Von der Weltöffentlichkeit unbemerkt, spielt sich im August 1950 auf der Südtiroler Hochebene des Reschenpasses eine menschliche Tragödie ab. Fast über Nacht wird das blühende Dorf Graun durch ein von staatlicher Willkür und Profitdenken geprägtes Stauseeprojekt vollständig unter Wasser gesetzt. Ohnmächtig müssen die Bewohner mit ansehen, wie ihre Häuser gesprengt werden und alle Äcker, Wiesen und Felder im Stausee versinken. Im eilig errichteten Barackenlager am Ufer finden nur wenige Familien Platz, die meisten müssen das Tal für immer verlassen. Von der Grundlage ihrer einstigen Existenz, der fruchtbaren Hochebene, bleibt nur mehr eine Wasserwüste, aus welcher der Kirchturm von Alt-Graun hervorragt, einem gespenstischen Mahnmal gleich.

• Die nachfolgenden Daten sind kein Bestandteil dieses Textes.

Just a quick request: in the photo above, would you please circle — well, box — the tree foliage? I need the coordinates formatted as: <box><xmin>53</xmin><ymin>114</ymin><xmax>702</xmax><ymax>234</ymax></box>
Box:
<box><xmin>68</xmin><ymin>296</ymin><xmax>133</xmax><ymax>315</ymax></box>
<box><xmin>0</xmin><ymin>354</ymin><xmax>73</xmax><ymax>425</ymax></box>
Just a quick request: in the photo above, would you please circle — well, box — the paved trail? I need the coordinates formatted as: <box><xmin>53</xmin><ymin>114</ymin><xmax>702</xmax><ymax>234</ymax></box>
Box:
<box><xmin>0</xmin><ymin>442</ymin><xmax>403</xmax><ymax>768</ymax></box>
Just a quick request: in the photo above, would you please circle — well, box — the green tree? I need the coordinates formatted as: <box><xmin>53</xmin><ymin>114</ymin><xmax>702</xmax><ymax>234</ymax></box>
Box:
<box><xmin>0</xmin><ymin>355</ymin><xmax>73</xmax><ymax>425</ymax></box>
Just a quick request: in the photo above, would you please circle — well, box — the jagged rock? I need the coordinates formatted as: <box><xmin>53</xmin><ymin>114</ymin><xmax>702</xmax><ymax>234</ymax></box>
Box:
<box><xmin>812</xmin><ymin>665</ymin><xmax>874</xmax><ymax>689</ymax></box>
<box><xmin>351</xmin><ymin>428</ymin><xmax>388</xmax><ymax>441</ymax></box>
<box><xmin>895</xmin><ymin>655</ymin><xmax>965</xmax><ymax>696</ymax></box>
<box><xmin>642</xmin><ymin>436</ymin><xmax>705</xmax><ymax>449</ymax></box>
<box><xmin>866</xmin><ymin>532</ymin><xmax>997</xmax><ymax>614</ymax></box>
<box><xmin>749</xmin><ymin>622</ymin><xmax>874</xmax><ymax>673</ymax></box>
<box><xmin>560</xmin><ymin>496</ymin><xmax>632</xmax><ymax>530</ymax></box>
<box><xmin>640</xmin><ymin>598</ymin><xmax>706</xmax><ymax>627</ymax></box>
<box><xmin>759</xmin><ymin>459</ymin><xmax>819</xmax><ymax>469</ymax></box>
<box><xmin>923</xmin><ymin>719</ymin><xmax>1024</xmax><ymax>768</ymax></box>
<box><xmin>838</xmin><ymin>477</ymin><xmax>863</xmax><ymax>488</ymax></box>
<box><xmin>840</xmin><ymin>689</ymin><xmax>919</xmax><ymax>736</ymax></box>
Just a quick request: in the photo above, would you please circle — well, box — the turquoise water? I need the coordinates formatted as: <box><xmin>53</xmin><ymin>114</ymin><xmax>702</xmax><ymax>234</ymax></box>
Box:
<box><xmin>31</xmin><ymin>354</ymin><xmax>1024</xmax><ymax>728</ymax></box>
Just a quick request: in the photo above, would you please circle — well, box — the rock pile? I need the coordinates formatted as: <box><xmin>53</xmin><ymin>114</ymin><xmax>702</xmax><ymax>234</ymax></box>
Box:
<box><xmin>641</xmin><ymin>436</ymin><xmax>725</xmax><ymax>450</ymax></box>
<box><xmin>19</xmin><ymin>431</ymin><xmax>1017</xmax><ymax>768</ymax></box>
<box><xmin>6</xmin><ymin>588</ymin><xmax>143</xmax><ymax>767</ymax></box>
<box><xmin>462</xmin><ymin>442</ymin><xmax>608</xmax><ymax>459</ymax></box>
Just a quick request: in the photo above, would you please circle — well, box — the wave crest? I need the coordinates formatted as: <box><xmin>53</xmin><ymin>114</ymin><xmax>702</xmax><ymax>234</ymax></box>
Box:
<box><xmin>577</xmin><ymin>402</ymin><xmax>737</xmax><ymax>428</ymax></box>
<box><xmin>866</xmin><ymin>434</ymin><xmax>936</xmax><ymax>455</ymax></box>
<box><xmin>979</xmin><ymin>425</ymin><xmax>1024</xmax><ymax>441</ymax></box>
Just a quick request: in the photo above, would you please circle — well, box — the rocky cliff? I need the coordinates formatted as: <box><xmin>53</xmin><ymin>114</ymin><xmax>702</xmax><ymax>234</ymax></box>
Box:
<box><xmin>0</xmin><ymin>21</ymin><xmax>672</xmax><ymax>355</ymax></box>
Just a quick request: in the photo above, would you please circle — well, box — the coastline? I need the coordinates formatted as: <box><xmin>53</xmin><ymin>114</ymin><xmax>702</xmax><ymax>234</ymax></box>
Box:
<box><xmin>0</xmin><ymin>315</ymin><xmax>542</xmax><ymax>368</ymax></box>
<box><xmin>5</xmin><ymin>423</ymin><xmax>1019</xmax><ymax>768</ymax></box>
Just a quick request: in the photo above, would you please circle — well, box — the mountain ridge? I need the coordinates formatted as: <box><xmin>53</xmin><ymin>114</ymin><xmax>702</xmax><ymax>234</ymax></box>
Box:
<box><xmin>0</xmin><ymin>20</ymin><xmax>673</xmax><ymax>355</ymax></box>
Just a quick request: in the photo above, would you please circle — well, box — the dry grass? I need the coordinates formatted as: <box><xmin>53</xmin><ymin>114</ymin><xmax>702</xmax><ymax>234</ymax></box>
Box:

Heute, 65 Jahre später, steht anstelle der Barackensiedlung das neue Graun malerisch am Seeufer. Trotz der Postkartenidylle wollen die Wunden der Alten aber nur langsam heilen. Der See ist für sie noch immer Sinnbild für erlittenes Unrecht. Oft fließen Tränen, wenn sie vom alten Dorf erzählen, und nie würden sie mit der „Hubertus“, dem Ausflugsschiff, „über ihre alte Heimat“ fahren, wie es der vertriebene Grauner Alois Messmer im weit entfernten Nonstal auf den Punkt bringt.
Gegenwärtig vollzieht sich in Graun ein spannender Generationswechsel und eine neue Zeit bricht am See an. Eine junge Generation ist herangewachsen, welche die Seestauung nur mehr aus den Erzählungen ihrer Eltern und Großeltern kennt. Mit der Tatsache des Stausees aufgewachsen, nutzen die Jungen den Reschensee heute als Erholungsraum, Tourismuskapital oder als Abenteuerspielplatz und wagen sich allmählich an die vorsichtige Vermarktung der einzigartigen Vergangenheit ihres Dorfes. Mit neuem Selbstbewusstsein ist die Generation der Nachgeborenen im Begriff, sich aus der lähmenden Umklammerung der Kraftwerksgesellschaft zu lösen, und nach jahrelangem zähen „Stromstreit“ partizipiert die Gemeinde nun endlich auch wirtschaftlich am Stausee. Lange Zeit als Fremdkörper betrachtet, wird der Stausee so zur gelebten Realität.
In diesem spannenden Zeitfenster, in dem die letzten Zeitzeugen noch am Leben sind und die Jungen schon zu neuen Ufern aufbrechen, spielt "Das versunkene Dorf". Eingebettet in einen Spannungsbogen zwischen gestern und heute geht der Film in berührender Weise den Fragen nach Heimat und Heimatverlust nach. Er beleuchtet die historisch noch kaum aufgearbeiteten, hochdramatischen Umstände der Seestauung und zeigt, welche Auswirkungen sie auf spätere Generationen hat.